The difficulty in interacting with the physical world came in the finest details, the words, the letters, the handwriting. He was a master of brute force, of violence, but the subtlety was eluding him. It was painstaking to so much as try, and he did nothing but fail, fail, fail trying to write to Mabel again, to try to tell her more like I'm OK or Not Dead or even [Love You, Miss You, Call Me].
Do you hate me?
The words weren't right; too short, not enough, always lacking something he couldn't possibly add to the end with the control he had now, and he didn't have the time to waste waiting waiting waiting to be stronger, to be able to write it all for her at once.
He had to tell her in person, had to get her to summon him. Even with the simplest of circles, the weakest of offerings, she had to be able to see him for a few minutes at least, enough time for him to tell her the basics, to come to peace even if she'd never summon him again.
But she shied away from the circle, swore she'd never summon him, and even if she didn't really know it was him, it [hurt hurt hurt] stung a bit.
Dipper was dead to her, Alcor a threat to her. His sister never wanted to see him again, would never accept it. But he couldn't give up on her, not now, not after all he'd done to get this close.
He'd be a stranger to her, then. He knew he could change his appearance, enough that he didn't still look [human] twelve, enough that he could look like someone else entirely, if he wanted to. He'd clung to his human appearance for some hope at keeping his humanity along with it, but for Mabel, he'd do anything.
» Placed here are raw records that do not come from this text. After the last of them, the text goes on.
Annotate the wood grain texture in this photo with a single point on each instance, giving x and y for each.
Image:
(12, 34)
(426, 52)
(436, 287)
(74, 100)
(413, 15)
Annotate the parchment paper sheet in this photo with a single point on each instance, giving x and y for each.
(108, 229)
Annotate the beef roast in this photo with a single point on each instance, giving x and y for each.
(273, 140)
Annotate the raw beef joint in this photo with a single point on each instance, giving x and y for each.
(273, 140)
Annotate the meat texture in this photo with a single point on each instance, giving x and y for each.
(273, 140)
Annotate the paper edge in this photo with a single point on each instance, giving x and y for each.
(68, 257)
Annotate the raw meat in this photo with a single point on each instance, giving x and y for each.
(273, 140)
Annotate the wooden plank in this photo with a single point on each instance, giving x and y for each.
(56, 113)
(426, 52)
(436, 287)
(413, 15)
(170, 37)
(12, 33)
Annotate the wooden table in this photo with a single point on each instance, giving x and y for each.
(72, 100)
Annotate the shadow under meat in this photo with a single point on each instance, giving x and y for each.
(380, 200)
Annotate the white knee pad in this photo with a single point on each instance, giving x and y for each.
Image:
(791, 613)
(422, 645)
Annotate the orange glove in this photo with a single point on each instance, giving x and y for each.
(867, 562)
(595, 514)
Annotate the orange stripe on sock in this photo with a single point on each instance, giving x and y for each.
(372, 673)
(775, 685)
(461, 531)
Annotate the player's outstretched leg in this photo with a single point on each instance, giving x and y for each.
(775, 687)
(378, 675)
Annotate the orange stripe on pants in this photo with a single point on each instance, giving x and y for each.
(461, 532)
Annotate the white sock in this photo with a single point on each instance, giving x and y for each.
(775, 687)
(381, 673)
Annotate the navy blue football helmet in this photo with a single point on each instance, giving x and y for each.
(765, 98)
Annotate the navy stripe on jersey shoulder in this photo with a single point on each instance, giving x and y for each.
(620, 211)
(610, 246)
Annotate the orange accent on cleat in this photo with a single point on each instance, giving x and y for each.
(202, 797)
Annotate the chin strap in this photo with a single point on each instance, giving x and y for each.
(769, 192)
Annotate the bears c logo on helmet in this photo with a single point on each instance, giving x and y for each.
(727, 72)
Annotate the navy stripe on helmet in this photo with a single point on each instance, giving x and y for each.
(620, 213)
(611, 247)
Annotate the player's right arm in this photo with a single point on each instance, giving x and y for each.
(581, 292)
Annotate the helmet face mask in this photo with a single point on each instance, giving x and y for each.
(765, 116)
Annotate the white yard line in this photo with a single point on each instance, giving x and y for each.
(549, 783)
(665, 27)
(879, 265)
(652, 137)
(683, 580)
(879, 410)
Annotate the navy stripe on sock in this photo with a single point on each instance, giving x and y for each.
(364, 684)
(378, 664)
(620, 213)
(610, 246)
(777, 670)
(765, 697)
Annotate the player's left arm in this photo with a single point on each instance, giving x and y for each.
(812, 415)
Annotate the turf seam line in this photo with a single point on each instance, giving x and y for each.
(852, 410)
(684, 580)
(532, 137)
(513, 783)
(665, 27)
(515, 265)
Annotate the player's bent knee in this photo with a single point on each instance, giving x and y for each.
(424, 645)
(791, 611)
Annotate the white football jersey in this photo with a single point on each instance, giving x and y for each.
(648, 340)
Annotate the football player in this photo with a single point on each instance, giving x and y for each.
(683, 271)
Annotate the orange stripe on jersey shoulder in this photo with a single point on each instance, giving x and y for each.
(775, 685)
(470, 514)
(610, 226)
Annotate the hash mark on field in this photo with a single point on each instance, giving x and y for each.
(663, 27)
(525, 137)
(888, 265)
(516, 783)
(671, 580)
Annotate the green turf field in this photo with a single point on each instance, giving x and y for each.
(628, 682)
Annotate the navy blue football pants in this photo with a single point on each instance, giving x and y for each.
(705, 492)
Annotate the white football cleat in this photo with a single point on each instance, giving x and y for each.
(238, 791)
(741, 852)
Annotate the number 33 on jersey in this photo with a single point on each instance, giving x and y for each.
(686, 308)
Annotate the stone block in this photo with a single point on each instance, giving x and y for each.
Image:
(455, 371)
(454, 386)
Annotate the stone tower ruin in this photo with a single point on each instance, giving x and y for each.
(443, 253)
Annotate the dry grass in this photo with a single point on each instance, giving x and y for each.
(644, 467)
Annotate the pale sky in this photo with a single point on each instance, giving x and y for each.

So he changed the plan. Wait to be corporeal on his own, wait to be able to change that form. Change it all, everything different, nothing Mabel would recognize. Nothing for her to be scared of, nothing for her to push away from. Unfamiliar, unthreatening. Different.
See Mabel again, have her see him back. Talk. Maybe they could even be friends again, though they'd never be as close as they used to be. She wouldn't know him as a brother, but she'd know him, and that was so much more than he had now.
The plan went up in smoke with Gravity Falls.